With the plan, defense leaders hope to harness the best that wireless technology can offer. The strategy includes goals for secure information sharing via voice...

Defense Department leaders released a mobile device strategy Friday aimed at harnessing the full potential of the latest wireless technology while protecting government secrets.

The plan tries to improve three areas defense leaders consider crucial to mobility: wireless infrastructure, the devices themselves, and mobile applications.

“The Department of Defense is taking a leadership role in leveraging mobile device technology to improve information sharing, collaboration and efficiencies,” said Teri Takai, the department’s chief information officer. “As today’s DoD personnel become increasingly mobile, a wide variety of devices offers unprecedented opportunities to advance the operational effectiveness of the DoD workforce. This strategy will allow mobile activities across the department to converge towards a common vision and approach.”


Defense leaders hope the mobility roadmap will enhance the department’s wireless infrastructure to allow for seamless, secure information sharing by voice, video and data feeds.

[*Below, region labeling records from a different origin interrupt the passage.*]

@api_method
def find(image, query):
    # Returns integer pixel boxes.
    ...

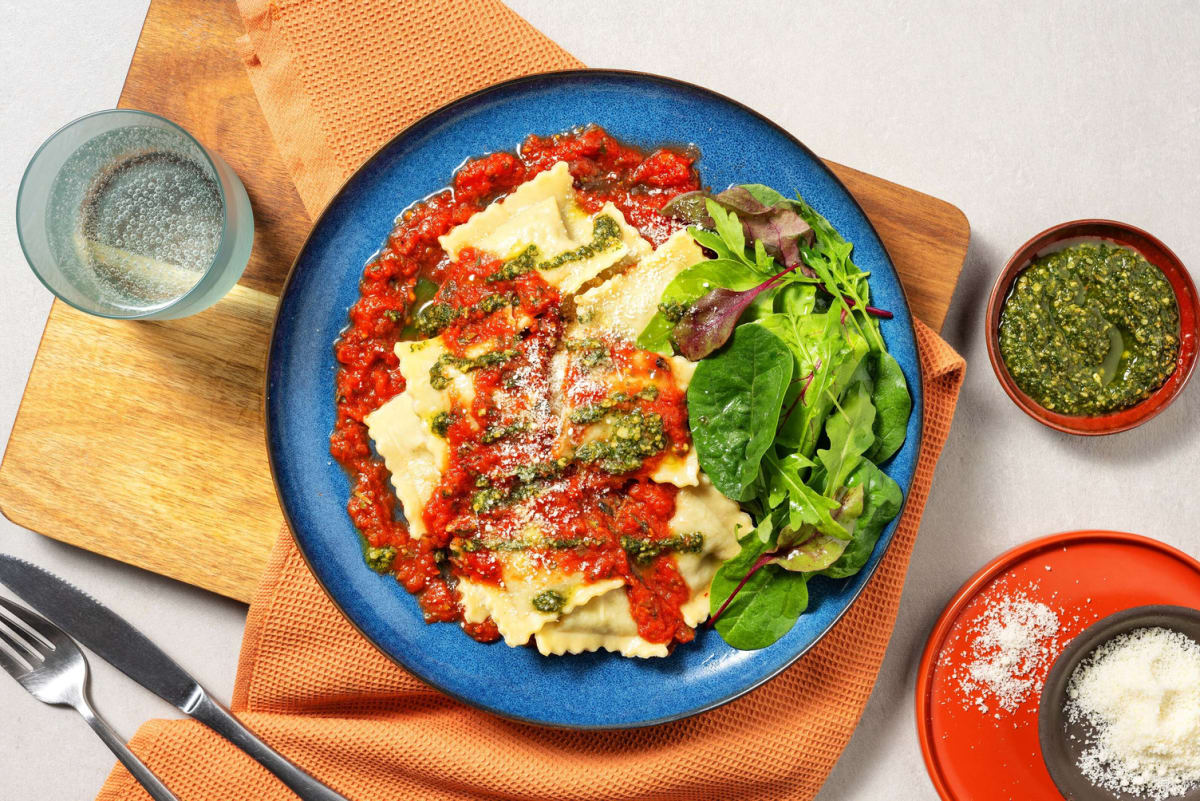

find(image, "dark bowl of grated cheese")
[1038,606,1200,801]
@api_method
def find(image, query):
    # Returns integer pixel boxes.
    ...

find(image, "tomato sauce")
[330,126,700,643]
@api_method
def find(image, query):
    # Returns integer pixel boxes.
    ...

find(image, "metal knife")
[0,554,348,801]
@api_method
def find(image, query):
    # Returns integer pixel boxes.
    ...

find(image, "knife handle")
[185,689,349,801]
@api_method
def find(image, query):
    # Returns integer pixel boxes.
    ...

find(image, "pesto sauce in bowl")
[1000,242,1180,416]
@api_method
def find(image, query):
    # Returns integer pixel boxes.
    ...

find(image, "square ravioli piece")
[438,162,650,295]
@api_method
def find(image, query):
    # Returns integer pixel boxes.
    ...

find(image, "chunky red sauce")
[330,126,700,643]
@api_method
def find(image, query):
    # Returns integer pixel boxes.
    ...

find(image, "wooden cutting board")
[0,0,970,601]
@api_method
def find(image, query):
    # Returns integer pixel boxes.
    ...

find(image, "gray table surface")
[0,0,1200,801]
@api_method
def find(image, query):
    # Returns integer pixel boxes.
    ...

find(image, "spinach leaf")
[866,350,912,464]
[822,462,904,578]
[760,311,870,456]
[709,517,809,651]
[688,325,793,500]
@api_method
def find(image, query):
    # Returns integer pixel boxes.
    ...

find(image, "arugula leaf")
[692,200,746,259]
[866,350,912,464]
[688,325,793,500]
[763,452,850,544]
[817,384,875,495]
[662,189,713,228]
[709,517,809,651]
[822,462,904,578]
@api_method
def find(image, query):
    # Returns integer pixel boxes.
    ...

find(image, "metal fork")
[0,598,179,801]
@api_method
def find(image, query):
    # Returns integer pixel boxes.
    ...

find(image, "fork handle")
[184,687,349,801]
[74,699,179,801]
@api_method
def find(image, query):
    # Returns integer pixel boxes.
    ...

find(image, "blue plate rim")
[262,67,925,731]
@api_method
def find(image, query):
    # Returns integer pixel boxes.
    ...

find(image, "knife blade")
[0,554,348,801]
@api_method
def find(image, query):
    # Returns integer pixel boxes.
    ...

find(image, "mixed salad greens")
[637,183,912,649]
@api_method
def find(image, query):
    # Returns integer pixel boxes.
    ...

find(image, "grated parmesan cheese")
[958,592,1058,718]
[1066,628,1200,801]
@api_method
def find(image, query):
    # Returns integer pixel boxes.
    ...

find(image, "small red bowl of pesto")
[988,219,1200,435]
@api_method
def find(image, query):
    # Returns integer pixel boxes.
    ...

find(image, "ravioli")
[534,476,754,657]
[365,338,458,537]
[366,162,751,657]
[575,231,704,342]
[438,162,650,295]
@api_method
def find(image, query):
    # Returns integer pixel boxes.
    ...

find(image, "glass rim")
[16,108,229,320]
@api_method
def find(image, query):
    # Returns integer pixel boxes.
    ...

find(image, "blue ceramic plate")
[266,71,922,729]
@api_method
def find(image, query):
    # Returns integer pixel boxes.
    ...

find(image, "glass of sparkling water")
[17,109,254,319]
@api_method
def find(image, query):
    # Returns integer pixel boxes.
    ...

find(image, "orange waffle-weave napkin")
[100,0,964,801]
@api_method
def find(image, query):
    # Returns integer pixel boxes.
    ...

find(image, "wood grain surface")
[0,0,970,601]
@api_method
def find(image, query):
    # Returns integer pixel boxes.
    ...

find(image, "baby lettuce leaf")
[688,325,794,500]
[637,259,762,355]
[672,262,801,361]
[866,350,912,464]
[822,460,904,578]
[709,517,809,651]
[772,487,863,573]
[714,183,814,267]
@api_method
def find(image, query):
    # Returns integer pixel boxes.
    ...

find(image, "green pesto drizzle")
[487,215,620,281]
[430,349,517,390]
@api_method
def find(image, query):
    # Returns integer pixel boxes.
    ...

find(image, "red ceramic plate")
[986,219,1200,435]
[917,531,1200,801]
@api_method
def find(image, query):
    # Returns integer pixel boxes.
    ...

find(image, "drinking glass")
[17,109,254,319]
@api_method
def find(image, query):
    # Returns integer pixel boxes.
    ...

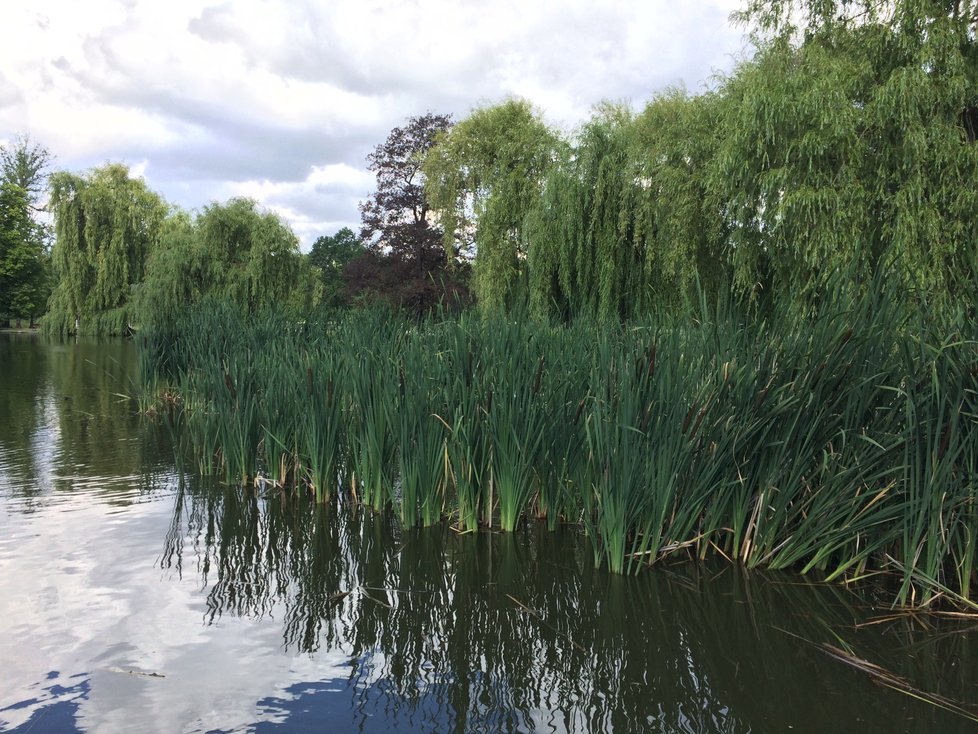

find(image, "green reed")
[142,282,978,606]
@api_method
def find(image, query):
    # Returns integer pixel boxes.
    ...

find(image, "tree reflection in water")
[162,480,978,732]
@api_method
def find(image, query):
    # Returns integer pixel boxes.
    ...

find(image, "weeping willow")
[424,99,561,310]
[527,105,647,318]
[45,164,166,334]
[714,0,978,308]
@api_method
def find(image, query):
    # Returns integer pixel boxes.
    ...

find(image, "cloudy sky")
[0,0,744,249]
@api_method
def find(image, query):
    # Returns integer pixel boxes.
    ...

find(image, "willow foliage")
[45,164,166,333]
[527,105,645,318]
[135,199,314,327]
[716,0,978,306]
[423,99,560,310]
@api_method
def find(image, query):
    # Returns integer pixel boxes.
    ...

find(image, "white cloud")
[0,0,742,246]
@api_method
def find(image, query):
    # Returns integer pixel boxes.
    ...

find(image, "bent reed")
[141,292,978,608]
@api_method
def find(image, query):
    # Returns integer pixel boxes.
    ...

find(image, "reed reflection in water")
[161,479,978,732]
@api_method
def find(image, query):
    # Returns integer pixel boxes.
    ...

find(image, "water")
[0,334,978,733]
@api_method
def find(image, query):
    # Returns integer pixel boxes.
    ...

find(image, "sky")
[0,0,746,250]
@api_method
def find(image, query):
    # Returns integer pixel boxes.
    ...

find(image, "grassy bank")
[141,297,978,606]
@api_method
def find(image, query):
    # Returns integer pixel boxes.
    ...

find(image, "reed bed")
[142,295,978,607]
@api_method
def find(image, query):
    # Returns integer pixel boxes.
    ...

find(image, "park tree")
[0,136,51,322]
[360,112,452,277]
[352,112,467,312]
[0,181,46,321]
[423,99,562,310]
[134,198,321,328]
[714,0,978,309]
[45,164,167,334]
[309,227,364,306]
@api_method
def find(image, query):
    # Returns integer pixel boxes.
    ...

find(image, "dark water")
[0,334,978,732]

“DoD’s evolving enterprise infrastructure and wireless networks need to support unclassified and classified high-bandwidth traffic, mission-critical wireless coverage to in-building and terrestrial environments, and various networking architectures,” according to the strategy, which is dated May 2012. “… This evolution must leverage industry infrastructure, emerging technologies and commercial-off-the-shelf products in accordance with policy and standards.””

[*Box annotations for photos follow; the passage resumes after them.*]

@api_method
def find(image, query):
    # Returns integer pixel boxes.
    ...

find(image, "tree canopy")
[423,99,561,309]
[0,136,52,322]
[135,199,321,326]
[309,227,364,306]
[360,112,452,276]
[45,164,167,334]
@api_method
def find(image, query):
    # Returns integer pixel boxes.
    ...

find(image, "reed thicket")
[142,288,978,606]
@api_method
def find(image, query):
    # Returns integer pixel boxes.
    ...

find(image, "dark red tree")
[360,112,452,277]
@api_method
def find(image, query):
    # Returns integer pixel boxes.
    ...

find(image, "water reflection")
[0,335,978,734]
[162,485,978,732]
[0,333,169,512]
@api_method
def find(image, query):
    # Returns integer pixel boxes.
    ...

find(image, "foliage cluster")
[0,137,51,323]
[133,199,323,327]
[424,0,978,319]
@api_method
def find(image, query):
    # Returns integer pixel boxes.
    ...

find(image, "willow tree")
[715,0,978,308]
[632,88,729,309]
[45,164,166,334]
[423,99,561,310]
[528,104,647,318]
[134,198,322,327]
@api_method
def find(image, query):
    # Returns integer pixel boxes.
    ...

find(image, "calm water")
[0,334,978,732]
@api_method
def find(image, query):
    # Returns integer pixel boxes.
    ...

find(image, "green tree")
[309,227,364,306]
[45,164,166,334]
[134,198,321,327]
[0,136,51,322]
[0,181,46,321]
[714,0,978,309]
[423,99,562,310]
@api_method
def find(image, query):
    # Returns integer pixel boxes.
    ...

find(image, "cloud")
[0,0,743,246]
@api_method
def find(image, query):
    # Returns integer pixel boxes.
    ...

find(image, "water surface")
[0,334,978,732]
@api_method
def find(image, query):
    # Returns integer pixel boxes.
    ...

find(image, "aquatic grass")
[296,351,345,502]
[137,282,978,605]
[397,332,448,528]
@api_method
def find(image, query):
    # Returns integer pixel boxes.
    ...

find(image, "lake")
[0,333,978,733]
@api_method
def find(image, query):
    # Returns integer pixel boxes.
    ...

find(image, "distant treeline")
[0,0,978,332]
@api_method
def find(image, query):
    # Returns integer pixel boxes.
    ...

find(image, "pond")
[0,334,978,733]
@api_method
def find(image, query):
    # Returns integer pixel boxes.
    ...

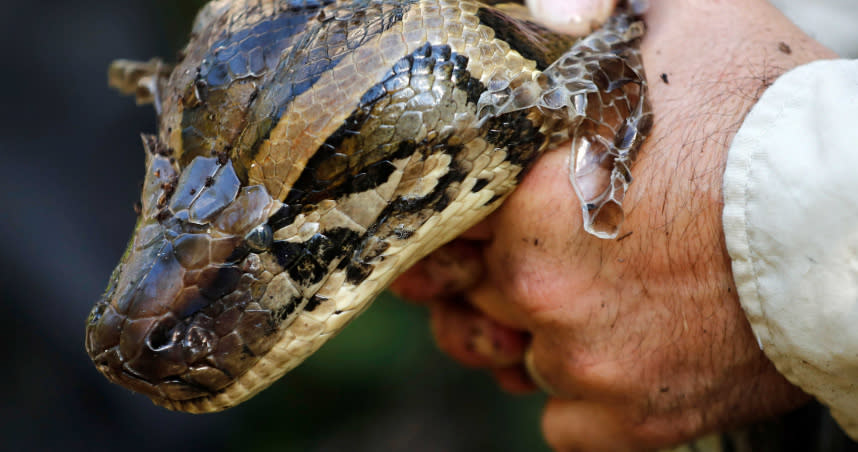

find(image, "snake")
[85,0,653,413]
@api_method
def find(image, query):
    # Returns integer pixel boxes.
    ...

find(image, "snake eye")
[244,224,274,253]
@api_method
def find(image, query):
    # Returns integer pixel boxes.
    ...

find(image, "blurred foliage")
[142,0,547,451]
[229,294,545,451]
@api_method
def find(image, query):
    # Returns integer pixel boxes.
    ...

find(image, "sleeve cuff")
[723,60,858,439]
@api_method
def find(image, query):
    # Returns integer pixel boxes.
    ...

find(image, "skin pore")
[393,0,836,451]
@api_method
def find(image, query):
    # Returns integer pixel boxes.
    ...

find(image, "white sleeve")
[723,60,858,439]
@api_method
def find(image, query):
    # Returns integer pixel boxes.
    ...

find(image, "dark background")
[0,0,546,451]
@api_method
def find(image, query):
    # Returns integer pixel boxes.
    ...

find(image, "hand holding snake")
[394,0,833,451]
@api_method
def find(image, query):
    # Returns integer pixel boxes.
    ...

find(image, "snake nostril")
[146,317,183,352]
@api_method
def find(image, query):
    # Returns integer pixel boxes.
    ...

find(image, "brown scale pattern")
[87,0,651,412]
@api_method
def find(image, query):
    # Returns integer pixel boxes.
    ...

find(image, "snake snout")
[86,228,277,407]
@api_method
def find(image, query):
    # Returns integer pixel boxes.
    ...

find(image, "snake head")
[86,139,278,408]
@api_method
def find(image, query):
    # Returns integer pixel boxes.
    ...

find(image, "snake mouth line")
[86,0,651,412]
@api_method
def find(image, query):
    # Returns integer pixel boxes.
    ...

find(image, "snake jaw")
[86,150,279,407]
[87,0,651,412]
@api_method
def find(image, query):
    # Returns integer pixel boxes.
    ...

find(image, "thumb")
[526,0,617,36]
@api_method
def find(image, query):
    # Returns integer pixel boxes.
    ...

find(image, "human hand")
[393,0,834,451]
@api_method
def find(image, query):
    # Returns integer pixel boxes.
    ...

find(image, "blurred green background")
[0,0,547,451]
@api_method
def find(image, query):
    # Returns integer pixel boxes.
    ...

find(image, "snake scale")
[86,0,652,412]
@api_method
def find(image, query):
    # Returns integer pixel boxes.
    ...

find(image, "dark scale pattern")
[86,150,278,400]
[284,44,484,206]
[86,0,651,411]
[237,0,422,170]
[477,8,575,70]
[171,0,413,180]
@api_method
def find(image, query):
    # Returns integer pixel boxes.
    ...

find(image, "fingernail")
[466,318,526,367]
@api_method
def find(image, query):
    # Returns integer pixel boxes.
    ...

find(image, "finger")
[390,240,485,302]
[527,0,617,36]
[467,279,528,330]
[542,398,641,452]
[431,301,528,367]
[492,365,538,394]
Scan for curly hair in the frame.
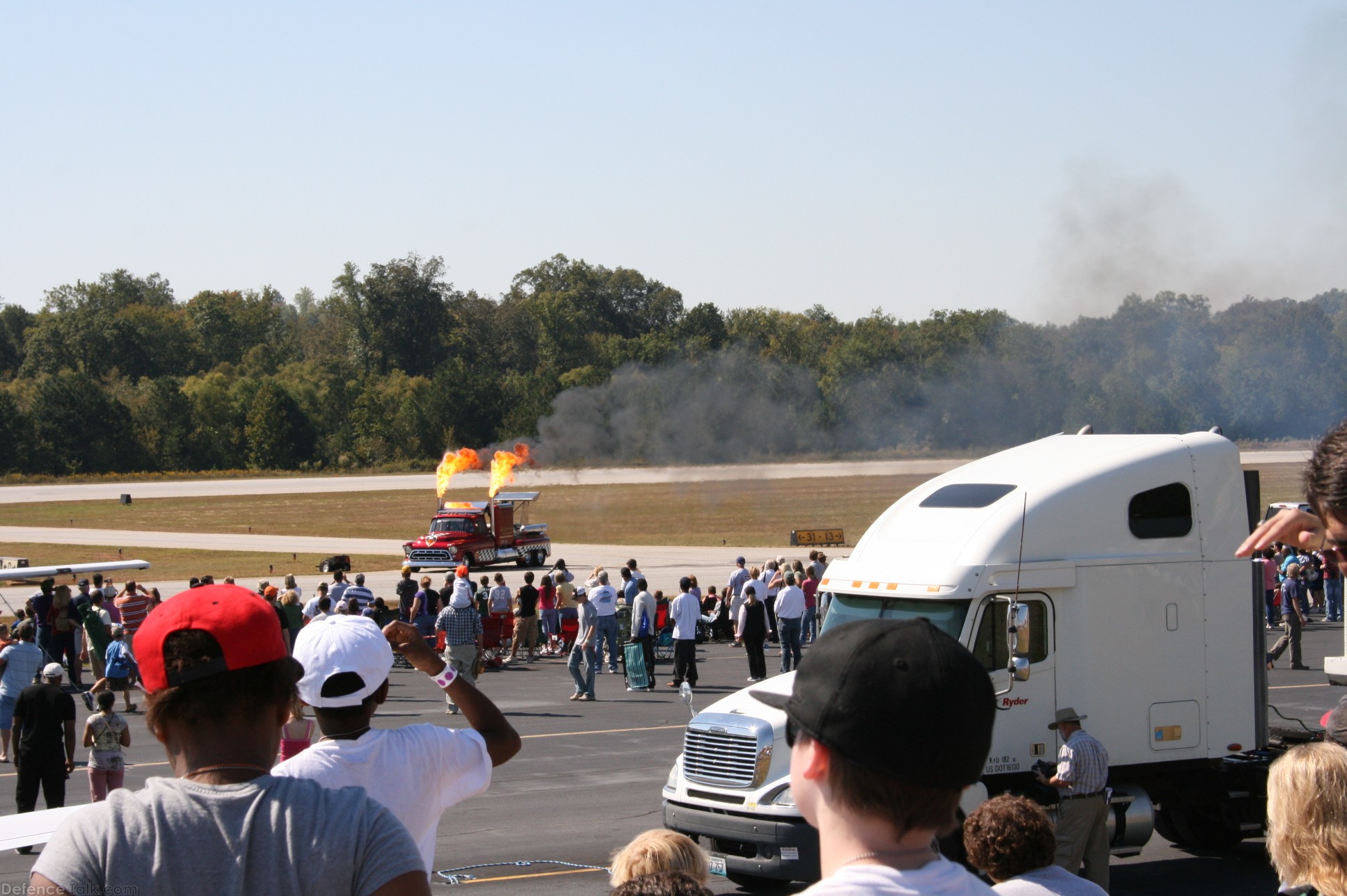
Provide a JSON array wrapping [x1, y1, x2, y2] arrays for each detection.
[[1268, 742, 1347, 893], [963, 794, 1058, 883], [609, 827, 710, 886], [1305, 420, 1347, 520]]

In the effort to secure the wireless infrastructure, leaders are planning to establish a mobile device security architecture.

“The architecture must enable the management of mobile devices, applications and network connections to secure the interfaces between DoD networks and commercial networks,” the strategy states. “Additionally, it must employ DoD Public Key Infrastructure security, access and identification controls at the network, device and application levels.”

Mobile device policies

A second goal in the strategy addresses the mobile devices themselves. DoD plans to establish policies and “standards to support secure mobile device usage, device-to-device interoperability and consistent device lifecycle management,” according to the strategy.

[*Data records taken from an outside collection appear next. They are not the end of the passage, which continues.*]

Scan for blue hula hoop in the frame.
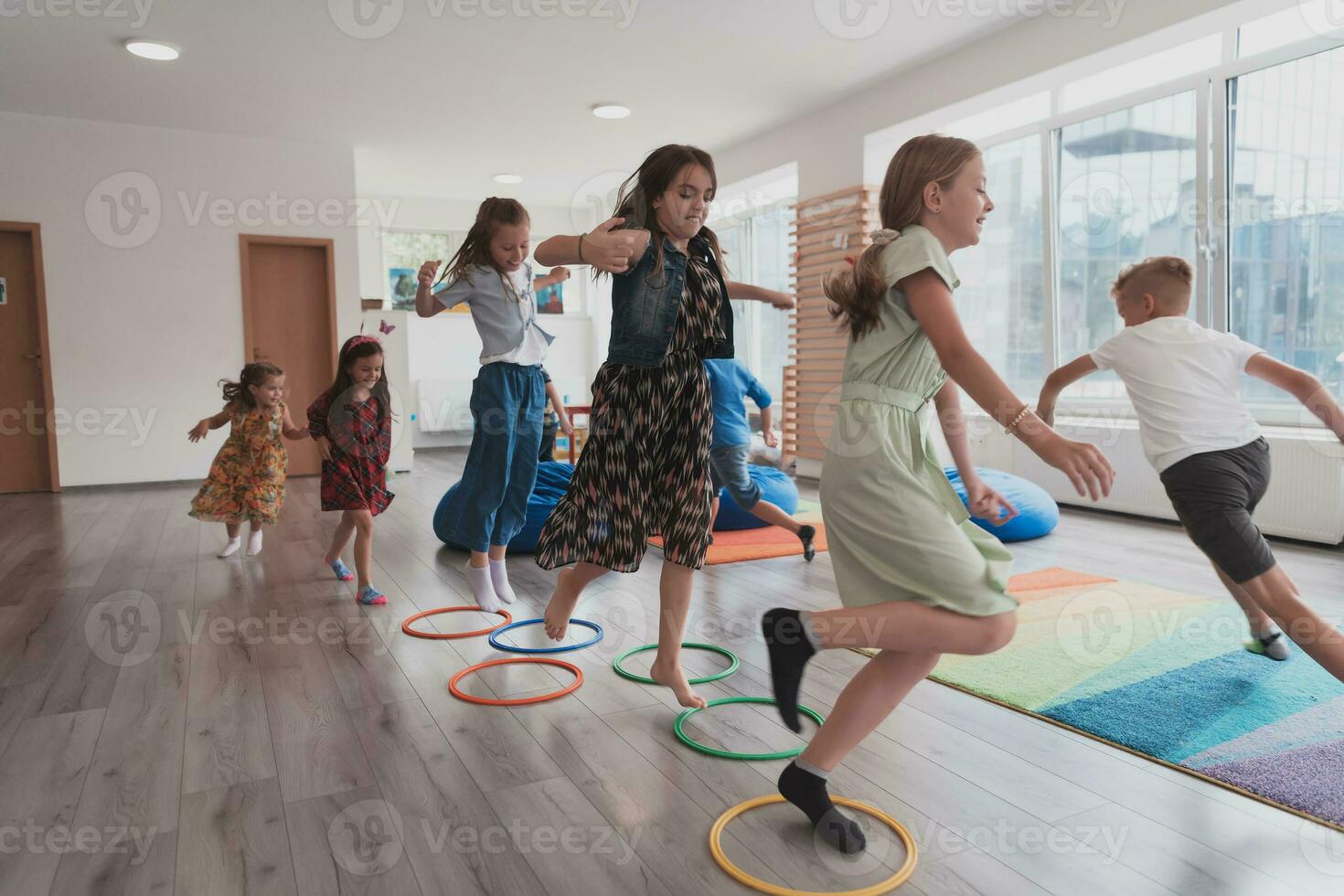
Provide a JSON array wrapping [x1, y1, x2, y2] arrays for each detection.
[[491, 616, 603, 653]]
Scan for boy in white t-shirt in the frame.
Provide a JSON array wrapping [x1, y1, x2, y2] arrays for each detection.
[[1036, 257, 1344, 681]]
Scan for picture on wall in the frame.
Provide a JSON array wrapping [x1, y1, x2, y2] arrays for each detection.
[[387, 267, 418, 312], [537, 283, 564, 315]]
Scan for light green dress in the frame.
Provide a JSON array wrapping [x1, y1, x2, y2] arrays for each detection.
[[821, 224, 1018, 616]]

The Pentagon manages more than 250,000 commercial mobile devices using different operating systems, according to DoD figures.

“The Mobile Device Strategy is intended to align the progress of these various mobile devices, pilots and initiatives across DoD under common objectives to ensure the warfighter benefits from these activities and aligns with efforts in the Joint Information Environment,” the department said in a press release.

Web and mobile apps

The strategy’s third goal aims to spur the development of apps for mobile devices. It also “establishes policy, processes and mechanisms for appropriately web-enabling critical DoD IT systems and functions for mobile devices,” the strategy states.

In this spirit, leaders hope to create a common framework with tools for developers to build and test their apps. The strategy also includes plans to certify that apps are secure before they access defense networks and systems.

“DoD certification denotes compliance with enterprise networthiness requirements to include security requirements for deployment on DoD networks,” according to the document. “It confirms the secure signing of apps, which ensures that malware and viruses were not embedded in the app after signature, and provides acceptable assurance that apps are free from exploitable vulnerabilities.”

Defense leaders released their mobile strategy less than one month after the Office of Management and Budget announced a governmentwide plan. But departmentwide implementation of the DoD strategy is still yet to come. Initially, Pentagon officials will roll out small-scale test projects to determine whether any revisions are necessary, and even whether the strategy can be applied across the entire defense enterprise.